Kalau kita ngelihat dunia Islam secara global, kita bakal nemuin beragam cara beribadah dan beragama. Tapi jangan buru-buru bilang, “Wah, Islam nggak kompak nih.” Justru, keragaman itu adalah bukti luas dan dalamnya pemahaman Islam, bro.
Mazhab Itu Bukan Sekte, Tapi Jalur Ilmu
Banyak orang salah sangka, ngira mazhab itu kayak kelompok-kelompok yang saling bersaing. Padahal enggak begitu. Mazhab itu jalur pemikiran ilmiah yang dibangun berdasarkan Qur’an, hadis, dan metode ijtihad. Semacam “mazhab pemahaman”, bukan “mazhab perpecahan”.
Satu Ajaran, Banyak Pendekatan
Kita ibaratin gini: misalnya semua Muslim sepakat sholat itu wajib. Tapi ketika masuk ke detailnya—cara wudhu, posisi tangan, bacaan qunut—di situ muncul variasi. Dan itu wajar. Sama kayak orang naik gunung lewat jalur yang beda, tapi tujuannya tetap ke puncak yang sama.
Keragaman Itu Bukan Masalah, Kalau Paham Akar Ilmunya
Masalah baru muncul ketika orang cuma ikut-ikutan tanpa paham dasar mazhabnya. Jadinya gampang nge-judge orang lain, padahal belum tentu dia ngerti kenapa dia ibadahnya begitu. Padahal, kalau kita pelajari, semua mazhab itu punya dasar yang kuat dan saling menghormati.
Dulu Ulama Beda Pendapat Tapi Tetap Dekat
Imam Syafi’i itu muridnya Imam Malik, tapi juga punya pendapat berbeda dari gurunya. Imam Abu Hanifah bersahabat dengan banyak ulama, walaupun beda pandangan fikih. Mereka diskusi, debat, tapi tetap saling respek. Gaya debatnya ilmiah, bukan saling ejek di media sosial kayak zaman sekarang.

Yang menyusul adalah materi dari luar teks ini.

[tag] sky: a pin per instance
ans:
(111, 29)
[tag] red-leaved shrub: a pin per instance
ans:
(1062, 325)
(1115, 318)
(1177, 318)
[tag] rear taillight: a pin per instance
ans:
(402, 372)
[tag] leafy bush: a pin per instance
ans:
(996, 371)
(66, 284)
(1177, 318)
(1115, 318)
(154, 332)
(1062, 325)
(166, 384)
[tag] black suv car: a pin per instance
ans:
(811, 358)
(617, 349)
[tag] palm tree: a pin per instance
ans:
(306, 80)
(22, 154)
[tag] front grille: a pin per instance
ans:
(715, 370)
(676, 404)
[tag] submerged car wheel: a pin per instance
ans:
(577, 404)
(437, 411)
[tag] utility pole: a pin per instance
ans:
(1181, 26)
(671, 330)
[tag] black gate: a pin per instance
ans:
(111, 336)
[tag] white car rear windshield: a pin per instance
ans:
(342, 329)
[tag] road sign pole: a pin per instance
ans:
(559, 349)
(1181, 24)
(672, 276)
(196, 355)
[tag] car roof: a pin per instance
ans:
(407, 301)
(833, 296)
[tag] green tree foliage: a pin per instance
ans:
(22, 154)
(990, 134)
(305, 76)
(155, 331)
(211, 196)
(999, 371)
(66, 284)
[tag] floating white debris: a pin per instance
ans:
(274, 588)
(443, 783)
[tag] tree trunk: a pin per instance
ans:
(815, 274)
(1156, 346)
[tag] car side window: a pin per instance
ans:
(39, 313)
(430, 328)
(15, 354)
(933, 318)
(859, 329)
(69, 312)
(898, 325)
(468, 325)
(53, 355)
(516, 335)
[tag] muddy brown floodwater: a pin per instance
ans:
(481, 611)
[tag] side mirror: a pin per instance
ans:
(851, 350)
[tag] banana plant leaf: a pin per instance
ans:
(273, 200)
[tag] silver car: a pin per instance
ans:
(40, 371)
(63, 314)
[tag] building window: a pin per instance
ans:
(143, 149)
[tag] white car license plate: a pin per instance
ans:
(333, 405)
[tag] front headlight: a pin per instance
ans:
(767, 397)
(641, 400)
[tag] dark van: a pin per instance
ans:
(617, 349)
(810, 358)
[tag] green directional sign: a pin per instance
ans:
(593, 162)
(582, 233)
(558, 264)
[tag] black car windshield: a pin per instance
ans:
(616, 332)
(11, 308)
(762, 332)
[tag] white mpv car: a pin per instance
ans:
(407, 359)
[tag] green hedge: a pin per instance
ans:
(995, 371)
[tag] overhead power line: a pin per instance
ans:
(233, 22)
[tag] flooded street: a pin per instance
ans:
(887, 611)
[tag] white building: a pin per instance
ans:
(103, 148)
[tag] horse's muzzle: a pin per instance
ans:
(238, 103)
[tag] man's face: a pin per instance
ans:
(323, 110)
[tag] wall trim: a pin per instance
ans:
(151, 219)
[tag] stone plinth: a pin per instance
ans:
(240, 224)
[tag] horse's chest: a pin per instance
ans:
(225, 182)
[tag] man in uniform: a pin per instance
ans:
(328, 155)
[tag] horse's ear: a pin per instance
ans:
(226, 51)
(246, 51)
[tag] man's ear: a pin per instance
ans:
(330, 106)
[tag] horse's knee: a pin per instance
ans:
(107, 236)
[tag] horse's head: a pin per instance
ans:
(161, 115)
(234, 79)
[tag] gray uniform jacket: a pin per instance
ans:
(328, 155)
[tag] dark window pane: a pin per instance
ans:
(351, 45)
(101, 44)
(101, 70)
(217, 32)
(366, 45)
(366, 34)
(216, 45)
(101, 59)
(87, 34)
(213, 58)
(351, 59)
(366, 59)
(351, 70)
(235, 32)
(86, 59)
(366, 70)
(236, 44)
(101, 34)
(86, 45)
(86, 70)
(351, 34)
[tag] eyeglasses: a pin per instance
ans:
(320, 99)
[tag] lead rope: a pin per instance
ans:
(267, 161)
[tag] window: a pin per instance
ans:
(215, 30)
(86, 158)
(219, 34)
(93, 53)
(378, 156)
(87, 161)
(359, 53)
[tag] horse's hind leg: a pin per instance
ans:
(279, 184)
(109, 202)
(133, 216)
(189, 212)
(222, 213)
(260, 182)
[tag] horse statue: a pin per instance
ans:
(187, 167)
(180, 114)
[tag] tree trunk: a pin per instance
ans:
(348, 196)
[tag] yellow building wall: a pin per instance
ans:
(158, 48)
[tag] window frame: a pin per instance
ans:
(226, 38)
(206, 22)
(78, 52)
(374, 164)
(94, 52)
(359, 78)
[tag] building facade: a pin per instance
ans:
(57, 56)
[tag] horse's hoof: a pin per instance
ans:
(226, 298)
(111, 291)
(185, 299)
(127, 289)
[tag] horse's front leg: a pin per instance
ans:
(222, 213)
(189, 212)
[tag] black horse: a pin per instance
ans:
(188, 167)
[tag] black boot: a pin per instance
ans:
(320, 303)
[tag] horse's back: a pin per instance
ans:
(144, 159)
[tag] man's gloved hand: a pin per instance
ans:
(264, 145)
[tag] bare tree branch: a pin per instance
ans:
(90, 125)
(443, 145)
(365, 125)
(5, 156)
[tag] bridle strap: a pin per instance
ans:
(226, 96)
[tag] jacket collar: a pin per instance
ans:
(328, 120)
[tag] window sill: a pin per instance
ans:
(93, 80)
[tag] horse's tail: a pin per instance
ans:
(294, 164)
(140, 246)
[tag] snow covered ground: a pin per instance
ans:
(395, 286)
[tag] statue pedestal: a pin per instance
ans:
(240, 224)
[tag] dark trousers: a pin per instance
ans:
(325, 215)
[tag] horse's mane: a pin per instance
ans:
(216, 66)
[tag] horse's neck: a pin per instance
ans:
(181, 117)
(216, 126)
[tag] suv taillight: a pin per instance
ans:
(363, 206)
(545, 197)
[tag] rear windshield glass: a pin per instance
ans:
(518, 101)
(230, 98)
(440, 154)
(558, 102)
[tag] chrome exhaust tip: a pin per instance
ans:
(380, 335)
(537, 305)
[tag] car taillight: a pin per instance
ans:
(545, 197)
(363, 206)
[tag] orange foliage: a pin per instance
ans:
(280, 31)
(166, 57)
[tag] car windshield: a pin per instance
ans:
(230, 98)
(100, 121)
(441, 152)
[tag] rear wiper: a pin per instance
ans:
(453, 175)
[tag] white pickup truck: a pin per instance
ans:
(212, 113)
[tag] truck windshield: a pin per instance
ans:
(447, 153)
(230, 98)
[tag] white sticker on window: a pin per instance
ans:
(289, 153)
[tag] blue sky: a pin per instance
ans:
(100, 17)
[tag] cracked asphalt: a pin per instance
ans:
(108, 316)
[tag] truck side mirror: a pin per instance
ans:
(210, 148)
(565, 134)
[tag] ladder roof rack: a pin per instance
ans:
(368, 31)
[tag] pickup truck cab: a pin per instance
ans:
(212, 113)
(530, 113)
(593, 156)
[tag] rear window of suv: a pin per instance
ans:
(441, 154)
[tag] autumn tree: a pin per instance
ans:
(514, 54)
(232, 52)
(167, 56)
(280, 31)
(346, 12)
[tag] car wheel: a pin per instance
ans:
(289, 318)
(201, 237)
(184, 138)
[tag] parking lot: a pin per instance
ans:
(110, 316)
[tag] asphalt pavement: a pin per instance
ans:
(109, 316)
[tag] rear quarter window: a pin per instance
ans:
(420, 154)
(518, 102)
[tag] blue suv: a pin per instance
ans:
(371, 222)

Mau Berbeda Tapi Tetap Bersatu? Bisa Banget
Kuncinya ada di adab dan ilmu. Kalau kita punya ilmu, kita tahu mana yang pokok dan mana yang cabang. Kalau punya adab, kita nggak gampang ngecap orang lain salah. Dari situ lahir persatuan yang sehat, bukan persatuan yang maksa semua orang harus seragam.
Kesimpulannya?
Islam itu kaya dan fleksibel. Mazhab-mazhab dalam Islam adalah bukti bahwa agama ini menghargai konteks, akal sehat, dan keragaman. Yang penting kita tetap bersatu dalam akidah, dan saling menghargai dalam perbedaan.